Previous research with smaller sample sizes and more diverse enrollment criteria discovered that intravenous, sublingual, and transdermal nitroglycerine reduced uteroplacental vascular resistance, as in the study by Johal et al. 29.

Furthermore, the effect of nitroglycerine on severe pre-eclampsia pregnancies was investigated, and abnormal uterine and umbilical artery Doppler waveforms were documented. Trapani and his associates . 9, and Gupta et al (41) observed a significant reduction in the PI of the uterine arteries. No significant change in the PI of the middle cerebral artery was observed. All of these are similar results to the present study.

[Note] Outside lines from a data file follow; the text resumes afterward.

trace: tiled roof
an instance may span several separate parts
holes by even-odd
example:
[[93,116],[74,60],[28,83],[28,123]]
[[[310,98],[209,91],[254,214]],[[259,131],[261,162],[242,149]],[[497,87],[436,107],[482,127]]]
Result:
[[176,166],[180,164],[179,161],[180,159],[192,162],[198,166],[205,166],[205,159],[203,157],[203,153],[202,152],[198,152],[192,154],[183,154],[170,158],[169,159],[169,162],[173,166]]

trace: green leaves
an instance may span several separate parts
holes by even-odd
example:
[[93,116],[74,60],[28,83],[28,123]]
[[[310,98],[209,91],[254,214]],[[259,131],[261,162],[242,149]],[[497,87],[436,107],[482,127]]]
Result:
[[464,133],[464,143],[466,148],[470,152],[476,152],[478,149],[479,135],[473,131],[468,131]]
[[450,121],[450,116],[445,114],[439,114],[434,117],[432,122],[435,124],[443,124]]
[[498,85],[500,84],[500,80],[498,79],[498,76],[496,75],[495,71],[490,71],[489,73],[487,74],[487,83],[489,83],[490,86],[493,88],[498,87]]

In pregnancies not complicated with pre-eclampsia, Kähler et al.31 demonstrated that transdermal Nitroglycerine did not affect umbilical artery RI, but only affected mean uterine artery RI and nonplacental side uterine artery RI, both of which decreased significantly. The difference in their results from ours may be due to the use of RI to evaluate arteries while we used PI, also may be due to the less powerful study design and the smaller sample size they had (a prospective observational study including only 25 pregnant women at risk for preterm delivery) 24.

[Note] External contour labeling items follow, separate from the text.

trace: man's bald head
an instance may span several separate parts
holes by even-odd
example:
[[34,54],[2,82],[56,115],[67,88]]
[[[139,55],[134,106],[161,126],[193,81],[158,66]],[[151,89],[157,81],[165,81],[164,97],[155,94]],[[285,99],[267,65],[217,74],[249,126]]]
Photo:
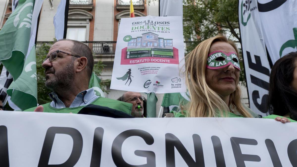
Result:
[[67,39],[63,39],[59,40],[55,43],[63,41],[72,42],[72,45],[70,47],[70,48],[71,48],[71,53],[81,57],[85,57],[88,59],[88,64],[87,65],[86,68],[88,70],[88,76],[89,78],[91,77],[93,68],[94,67],[94,58],[93,58],[92,51],[90,48],[86,45],[81,42]]
[[[138,92],[127,92],[124,94],[121,98],[121,101],[132,103],[132,111],[131,115],[135,117],[142,117],[143,114],[143,97]],[[138,108],[138,106],[140,108]]]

Previous studies by El-Bheirey et al.13, 21.Mahmoudet al. 21 and Trapani et al. 9, After Nitroglycerine administration, The PI of the middle cerebral artery remained unchanged, indicating that the vascular tone of the foetal cerebral artery is not dependent on external nitric oxide supply. Our study's similar findings lend credence to this observation. With regard to side effects in the current study, Headache was the most common side-effect representing 20% (10 cases), and 42% (21 cases) in the Sildenafil group, the Nitroglycerine group respectively (P = 0.017). In addition, 22 patients suffered from visual disturbances after administration of therapy; 9 in the Sildenafil group and 13 in Nitroglycerine group II (P=0.334). Also, 5 (10%) patients in the Sildenafil group and 6 (12%) in the Nitroglycerine group had facial flushing (P = 0.749). Furthermore, 3 cases in each studied group had dyspepsia. Moreover, there were 6 patients in the Sildenafil group and 10 patients in the Nitroglycerine group who had epigastric pain (P=0.275). Additionally, vomiting was detected in 5 (10%) women in the Sildenafil group and 7 (14%) in the Nitroglycerine group (P=0.538).

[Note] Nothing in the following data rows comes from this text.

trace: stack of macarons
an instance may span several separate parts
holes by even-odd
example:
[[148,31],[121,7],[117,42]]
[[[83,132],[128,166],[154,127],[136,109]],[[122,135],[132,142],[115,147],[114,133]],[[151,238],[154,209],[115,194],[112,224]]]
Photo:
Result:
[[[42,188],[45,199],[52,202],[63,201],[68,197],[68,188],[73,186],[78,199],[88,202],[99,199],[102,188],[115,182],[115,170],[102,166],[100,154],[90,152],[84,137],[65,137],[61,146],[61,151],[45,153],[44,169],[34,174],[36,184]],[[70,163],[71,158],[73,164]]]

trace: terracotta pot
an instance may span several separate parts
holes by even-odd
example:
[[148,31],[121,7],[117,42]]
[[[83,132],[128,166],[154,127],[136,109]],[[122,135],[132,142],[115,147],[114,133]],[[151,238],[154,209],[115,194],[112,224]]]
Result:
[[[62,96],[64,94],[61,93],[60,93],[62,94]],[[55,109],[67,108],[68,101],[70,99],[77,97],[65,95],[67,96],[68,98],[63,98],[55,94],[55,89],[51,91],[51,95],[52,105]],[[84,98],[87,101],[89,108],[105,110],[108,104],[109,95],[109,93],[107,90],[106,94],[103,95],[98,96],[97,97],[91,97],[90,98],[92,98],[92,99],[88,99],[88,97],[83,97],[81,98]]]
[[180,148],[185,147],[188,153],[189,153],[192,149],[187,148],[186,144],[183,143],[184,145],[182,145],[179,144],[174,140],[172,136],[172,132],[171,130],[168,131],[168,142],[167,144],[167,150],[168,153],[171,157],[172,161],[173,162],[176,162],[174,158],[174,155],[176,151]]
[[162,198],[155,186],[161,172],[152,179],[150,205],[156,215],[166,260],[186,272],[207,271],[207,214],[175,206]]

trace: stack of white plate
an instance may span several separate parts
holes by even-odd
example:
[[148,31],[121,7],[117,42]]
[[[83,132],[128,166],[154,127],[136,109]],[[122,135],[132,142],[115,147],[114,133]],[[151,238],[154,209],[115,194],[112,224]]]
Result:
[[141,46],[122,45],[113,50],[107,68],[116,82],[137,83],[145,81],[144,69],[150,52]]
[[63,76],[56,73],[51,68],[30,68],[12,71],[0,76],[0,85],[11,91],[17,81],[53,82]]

In et al. study, the headache was the most prominent side-effect in their study: 30 (43.3%) cases in the Nitroglycerine group and only 5 (16.6%) in the Sildenafil group (P = 0.024). Two (6.7%) patients in the Nitroglycerine group and 3 (10%) in the Sildenafil group had significant facial flushing (P = 0.0.23) 21.

The high prevalence of headaches in women who use Nitroglycerine is the main limiting factor for its clinical application in the context of placental vasculopathy, as Samangaya et al. have previously reported.28, Mahmoud et al. (31), Johal et al.29, and Gupta et al. (40). It was, however, reassuring that the use of both drugs caused no severe hypotension or tachycardia in any patient. Headaches were tolerated and well-controlled using common analgesics and disappeared or decreased with adaptation to the medication.Overall, our results showed that Sildenafil has a hemodynamic action that is similar to that of Nitroglycerine in the treatment of cases of asymmetrical IUGR.

CONCLUSION

The current study concluded that using oral Sildenafil citrate and oral Nitroglycerin in the treatment of asymmetrical IUGR has a high significance, by reducing the uterine and umbilical arteries, a significant increase in placental blood flow was observed . The Doppler coefficients Because it has fewer side effects than Nitroglycerin, Sildenafil citrate may be preferred. The current study suggested that non-complicated IUGR cases be treated with sildenafil citrate and NTG.